AI displacement is different because of recurrence. This is not like a factory shutting down for a quarter and then reopening. If AI permanently automates a support process, a testing team, or a back-office workflow, the wages attached to that work do not automatically return next year. The spending supported by those wages does not automatically return either. India has to create a new source of income to replace the old one. Until that happens, the gap keeps appearing every year.
The impact on incremental GDP growth is also illustrative. Suppose India’s GDP is at $100 today. If nominal GDP is expected to grow 8.6% next year like it did in FY 2025-26, the economy should get to 108.6 next year. A 2% GDP drag means the economy reaches about 106.4 instead. India still grows, but almost 25% of the expected annual increase has disappeared.
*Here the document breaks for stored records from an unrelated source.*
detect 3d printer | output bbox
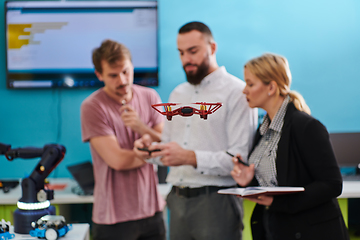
[0,143,66,234]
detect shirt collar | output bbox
[195,66,226,88]
[259,95,290,135]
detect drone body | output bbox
[151,102,222,121]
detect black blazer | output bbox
[251,103,349,240]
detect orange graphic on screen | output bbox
[7,22,68,49]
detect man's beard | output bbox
[184,58,210,85]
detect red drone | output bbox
[151,102,222,121]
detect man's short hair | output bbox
[179,22,214,41]
[92,39,131,73]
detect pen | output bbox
[226,151,249,166]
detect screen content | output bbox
[5,1,158,88]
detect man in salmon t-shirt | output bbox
[81,40,165,240]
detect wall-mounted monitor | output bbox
[330,132,360,168]
[5,1,158,89]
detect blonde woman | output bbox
[231,54,349,240]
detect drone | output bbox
[151,102,222,121]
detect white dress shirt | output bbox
[153,67,257,188]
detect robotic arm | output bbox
[0,143,66,234]
[0,143,66,203]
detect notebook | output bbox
[66,161,95,195]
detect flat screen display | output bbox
[5,1,158,89]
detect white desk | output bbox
[11,223,90,240]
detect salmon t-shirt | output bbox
[81,85,165,224]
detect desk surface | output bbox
[0,178,171,205]
[12,223,90,240]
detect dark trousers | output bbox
[92,212,166,240]
[167,188,243,240]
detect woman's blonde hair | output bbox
[244,53,311,114]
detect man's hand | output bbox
[149,142,197,168]
[243,194,274,206]
[230,155,255,187]
[134,134,152,159]
[119,104,145,134]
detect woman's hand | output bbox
[230,155,255,187]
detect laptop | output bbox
[66,161,95,195]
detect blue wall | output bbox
[0,0,360,178]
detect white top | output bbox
[162,67,257,187]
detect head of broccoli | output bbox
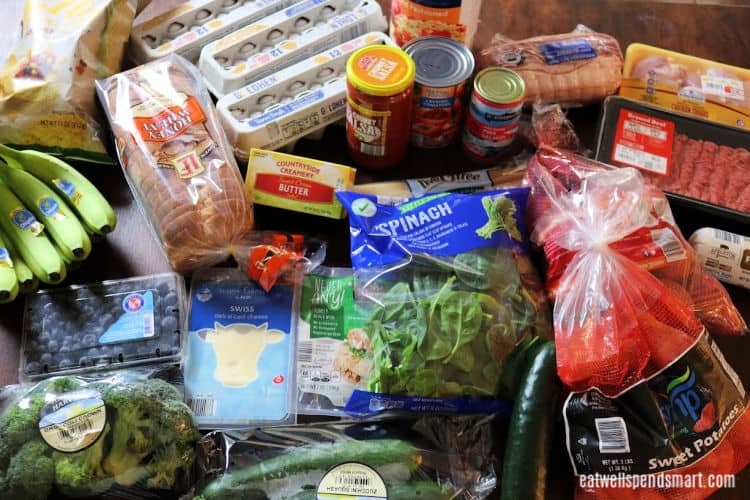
[0,377,199,500]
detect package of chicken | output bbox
[620,43,750,130]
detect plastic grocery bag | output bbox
[194,416,497,500]
[0,368,200,500]
[0,0,136,163]
[529,147,750,499]
[338,188,550,414]
[97,55,253,273]
[528,106,747,335]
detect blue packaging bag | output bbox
[338,188,552,415]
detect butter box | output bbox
[245,149,357,219]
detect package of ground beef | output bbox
[596,97,750,222]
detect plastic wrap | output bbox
[477,26,623,105]
[97,55,253,272]
[20,273,187,380]
[297,267,372,415]
[339,188,550,414]
[184,268,301,429]
[528,144,750,498]
[0,368,200,500]
[196,416,496,500]
[0,0,136,163]
[528,106,747,335]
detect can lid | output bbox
[404,36,474,87]
[474,68,526,104]
[346,45,416,96]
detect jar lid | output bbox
[474,68,526,104]
[346,45,416,96]
[404,36,474,88]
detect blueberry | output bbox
[161,316,178,333]
[26,361,42,373]
[164,292,177,307]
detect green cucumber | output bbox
[199,439,420,500]
[500,341,562,500]
[498,337,542,399]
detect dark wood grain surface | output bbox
[0,0,750,499]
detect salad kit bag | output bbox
[529,147,750,499]
[97,55,253,273]
[193,416,497,500]
[339,188,551,415]
[0,0,136,163]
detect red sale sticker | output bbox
[612,109,674,176]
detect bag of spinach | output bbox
[338,188,552,415]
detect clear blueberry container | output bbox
[20,273,187,381]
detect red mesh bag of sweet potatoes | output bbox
[528,141,750,500]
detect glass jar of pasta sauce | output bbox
[346,45,416,169]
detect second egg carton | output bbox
[130,0,296,64]
[199,0,387,97]
[216,32,395,161]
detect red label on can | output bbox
[411,82,466,148]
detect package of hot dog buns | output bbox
[97,55,253,273]
[477,25,623,105]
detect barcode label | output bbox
[336,476,370,486]
[359,142,385,156]
[594,417,630,453]
[701,75,745,100]
[143,314,154,337]
[651,229,687,262]
[57,419,94,442]
[614,144,668,175]
[714,229,742,245]
[297,340,312,364]
[188,399,216,417]
[370,398,405,411]
[266,122,281,141]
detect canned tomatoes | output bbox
[404,36,474,148]
[346,45,415,169]
[463,68,526,162]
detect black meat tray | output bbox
[595,96,750,224]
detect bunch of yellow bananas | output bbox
[0,145,117,304]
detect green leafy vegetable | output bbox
[365,248,548,398]
[0,375,200,500]
[477,196,522,241]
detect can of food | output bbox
[404,36,474,148]
[346,45,416,169]
[463,68,526,162]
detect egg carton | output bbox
[130,0,297,64]
[216,31,395,157]
[199,0,387,97]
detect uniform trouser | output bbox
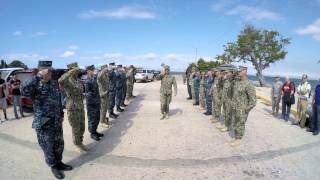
[272,96,281,113]
[194,88,200,104]
[87,103,100,134]
[126,83,133,99]
[191,86,196,104]
[214,96,222,119]
[282,99,291,119]
[13,95,23,117]
[108,91,116,113]
[200,88,206,108]
[206,94,212,113]
[187,81,192,98]
[116,88,123,107]
[310,105,320,133]
[36,119,64,167]
[234,110,248,139]
[160,94,172,114]
[67,108,85,145]
[120,86,127,105]
[297,98,308,127]
[100,95,109,123]
[223,100,232,128]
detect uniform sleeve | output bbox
[247,83,257,112]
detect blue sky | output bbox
[0,0,320,78]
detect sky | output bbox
[0,0,320,78]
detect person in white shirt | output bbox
[296,74,311,128]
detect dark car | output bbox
[9,69,67,112]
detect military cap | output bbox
[238,66,248,72]
[67,62,79,69]
[38,61,52,69]
[86,65,96,71]
[101,64,108,70]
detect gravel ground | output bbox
[0,79,320,180]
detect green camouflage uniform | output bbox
[200,75,206,108]
[126,68,134,100]
[223,78,233,129]
[232,80,257,139]
[58,63,85,145]
[189,74,196,104]
[157,71,177,115]
[213,78,224,120]
[97,66,109,123]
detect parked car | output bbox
[8,69,67,112]
[0,68,23,104]
[134,69,154,82]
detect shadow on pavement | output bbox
[67,94,146,167]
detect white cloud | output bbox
[225,5,281,21]
[103,53,123,59]
[297,18,320,41]
[60,51,76,58]
[130,53,158,60]
[31,31,48,37]
[68,45,79,50]
[12,31,22,36]
[79,6,156,19]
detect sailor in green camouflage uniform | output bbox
[220,64,236,132]
[200,72,206,110]
[230,66,257,146]
[157,65,177,120]
[58,63,87,152]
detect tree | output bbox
[217,25,290,86]
[0,59,8,68]
[8,60,28,69]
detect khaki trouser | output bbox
[296,98,308,127]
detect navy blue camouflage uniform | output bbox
[205,76,214,114]
[116,71,126,107]
[22,76,64,167]
[85,76,100,134]
[108,70,117,113]
[193,76,201,104]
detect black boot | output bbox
[57,162,73,171]
[109,112,118,119]
[96,132,104,137]
[90,133,100,141]
[117,106,124,112]
[51,166,64,179]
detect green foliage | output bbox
[8,60,28,69]
[0,59,8,68]
[216,25,290,86]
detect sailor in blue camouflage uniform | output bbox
[115,65,126,112]
[85,65,103,141]
[204,71,214,115]
[193,70,201,106]
[108,63,119,119]
[22,61,72,179]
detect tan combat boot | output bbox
[76,143,88,153]
[160,113,166,120]
[230,139,241,147]
[216,123,225,129]
[220,126,229,132]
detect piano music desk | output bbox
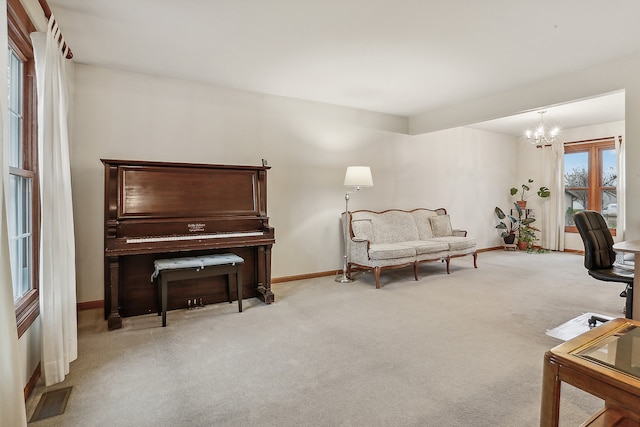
[151,253,244,327]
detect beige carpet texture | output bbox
[27,251,624,427]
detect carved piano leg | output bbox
[258,245,275,304]
[107,257,122,331]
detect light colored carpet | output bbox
[27,251,624,427]
[547,313,612,341]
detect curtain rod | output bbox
[536,135,622,148]
[38,0,73,59]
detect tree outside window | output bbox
[564,137,618,234]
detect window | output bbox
[564,137,618,234]
[7,0,40,336]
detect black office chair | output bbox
[573,211,633,320]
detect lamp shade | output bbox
[344,166,373,187]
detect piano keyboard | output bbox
[126,231,264,243]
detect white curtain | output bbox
[31,16,78,386]
[542,140,564,251]
[616,136,627,241]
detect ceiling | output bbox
[48,0,640,133]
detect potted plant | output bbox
[509,178,551,209]
[518,222,540,252]
[494,203,539,249]
[495,206,517,245]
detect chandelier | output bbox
[524,111,560,145]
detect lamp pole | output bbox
[336,187,360,283]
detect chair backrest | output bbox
[573,211,616,270]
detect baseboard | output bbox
[78,246,581,310]
[76,300,104,311]
[24,363,41,402]
[271,270,342,283]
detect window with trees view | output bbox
[564,137,618,232]
[5,0,40,336]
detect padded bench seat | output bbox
[151,253,244,327]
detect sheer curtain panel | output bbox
[616,136,627,241]
[31,15,78,386]
[542,140,564,251]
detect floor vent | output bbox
[29,387,71,423]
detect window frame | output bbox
[563,137,618,236]
[7,0,40,337]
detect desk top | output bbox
[547,318,640,394]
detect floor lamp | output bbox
[336,166,373,283]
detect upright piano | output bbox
[101,159,275,330]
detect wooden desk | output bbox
[613,240,640,320]
[540,319,640,427]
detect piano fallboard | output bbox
[105,228,275,256]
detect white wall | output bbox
[71,65,407,301]
[71,65,515,301]
[410,54,640,240]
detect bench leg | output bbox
[227,272,233,304]
[160,277,167,328]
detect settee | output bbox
[342,208,478,289]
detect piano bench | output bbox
[151,253,244,327]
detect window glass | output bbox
[564,138,618,232]
[9,175,32,301]
[564,152,589,225]
[601,150,618,228]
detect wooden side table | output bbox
[540,319,640,427]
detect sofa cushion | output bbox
[371,210,419,244]
[402,240,449,255]
[435,236,476,251]
[411,209,438,240]
[369,243,416,259]
[429,215,453,237]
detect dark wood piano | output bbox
[102,159,275,329]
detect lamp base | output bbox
[336,273,353,283]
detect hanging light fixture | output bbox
[524,111,560,145]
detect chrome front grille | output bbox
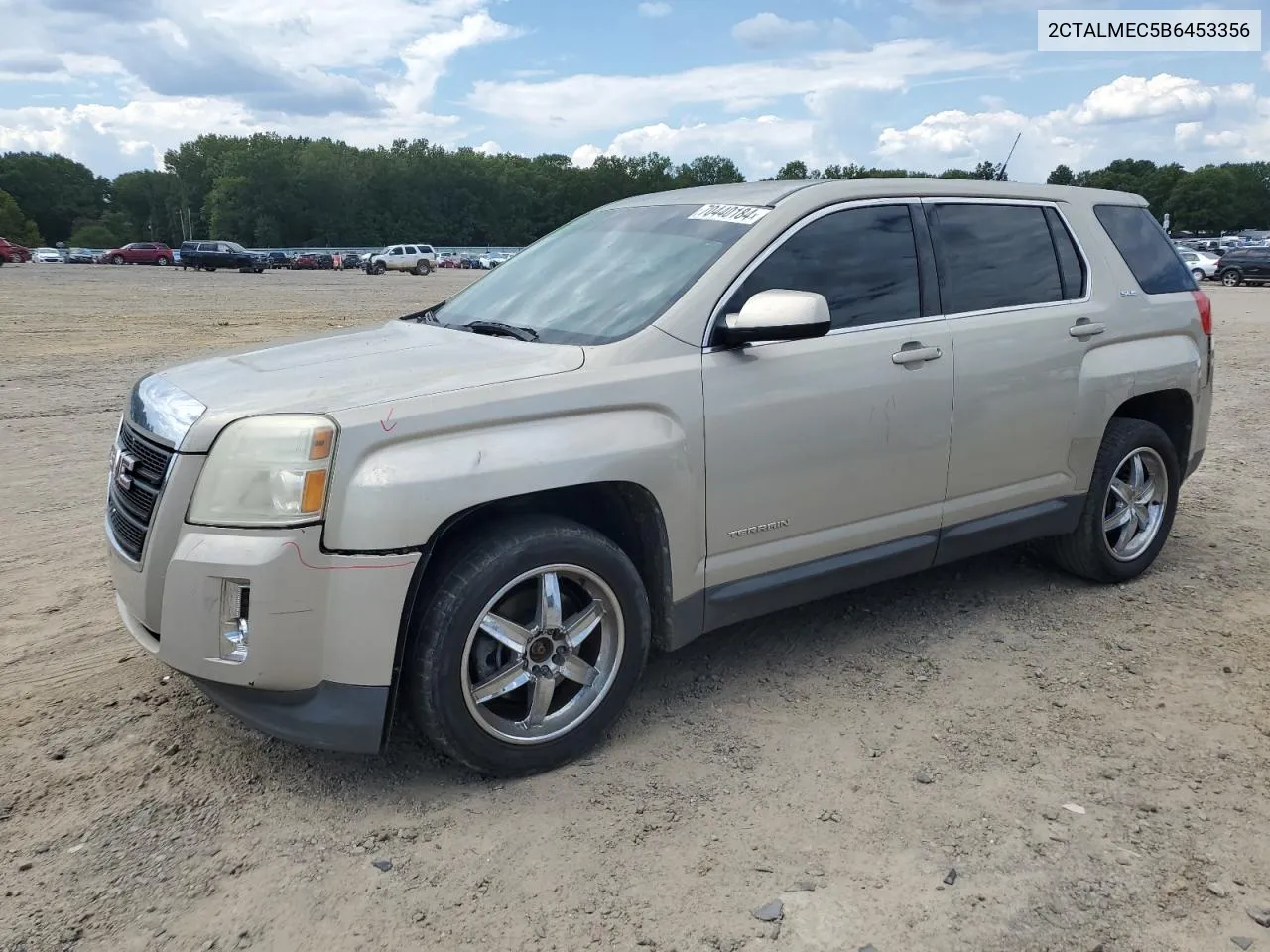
[105,422,174,562]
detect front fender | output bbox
[1068,334,1202,493]
[323,408,698,577]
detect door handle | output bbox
[1067,318,1107,337]
[890,344,944,364]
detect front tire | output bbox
[403,517,652,776]
[1049,416,1181,583]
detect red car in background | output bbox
[101,241,172,264]
[0,239,31,262]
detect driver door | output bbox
[702,200,952,629]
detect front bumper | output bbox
[107,515,419,753]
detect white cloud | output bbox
[467,40,1026,133]
[572,115,814,178]
[875,75,1270,181]
[635,0,671,19]
[0,0,518,174]
[1072,73,1256,124]
[731,13,869,50]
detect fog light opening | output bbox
[221,579,251,663]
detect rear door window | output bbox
[1093,204,1195,295]
[725,204,921,329]
[927,202,1062,314]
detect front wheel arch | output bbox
[385,481,681,751]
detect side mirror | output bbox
[715,289,829,345]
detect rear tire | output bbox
[403,517,652,776]
[1043,416,1181,583]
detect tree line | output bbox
[0,133,1270,248]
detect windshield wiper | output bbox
[462,321,539,340]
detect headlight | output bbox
[188,414,336,526]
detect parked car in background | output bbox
[1178,248,1219,282]
[1215,248,1270,289]
[181,241,268,274]
[103,241,172,264]
[0,239,31,263]
[366,244,437,274]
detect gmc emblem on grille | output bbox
[110,449,137,489]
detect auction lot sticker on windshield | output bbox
[689,204,772,225]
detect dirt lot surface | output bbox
[0,264,1270,952]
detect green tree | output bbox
[0,191,41,248]
[1045,163,1076,185]
[675,155,745,187]
[0,153,110,241]
[66,210,137,249]
[776,159,809,181]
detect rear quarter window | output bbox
[1093,204,1195,295]
[927,202,1062,313]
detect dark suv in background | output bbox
[1214,248,1270,289]
[181,241,268,274]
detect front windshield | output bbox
[433,204,749,344]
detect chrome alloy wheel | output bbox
[1102,447,1169,562]
[461,565,626,744]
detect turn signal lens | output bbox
[300,470,326,516]
[187,414,337,527]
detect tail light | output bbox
[1192,291,1212,336]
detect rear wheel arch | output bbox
[1108,387,1195,472]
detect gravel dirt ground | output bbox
[0,264,1270,952]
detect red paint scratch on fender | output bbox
[282,540,414,572]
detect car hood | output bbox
[153,321,584,453]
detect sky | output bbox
[0,0,1270,181]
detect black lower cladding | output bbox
[191,678,389,754]
[691,495,1084,637]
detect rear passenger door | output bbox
[702,200,952,627]
[924,198,1108,542]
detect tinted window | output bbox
[1045,208,1088,300]
[725,205,921,327]
[1093,204,1195,295]
[930,203,1079,313]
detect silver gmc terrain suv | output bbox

Investors underwrite India on the belief that nominal GDP will keep expanding fast enough to support corporate revenue growth, tax growth, credit growth, infrastructure spending, urban consumption and rising market size. If AI displacement removes 25 to 50% of expected annual nominal growth, the effects travel beyond the workers directly displaced. Corporate revenue expectations weaken. Tax buoyancy weakens. Credit quality weakens. Urban consumption slows. The denominator that makes public debt, infrastructure spending and private capex look manageable grows more slowly. India can still grow, but the premium attached to India’s growth story becomes harder to justify.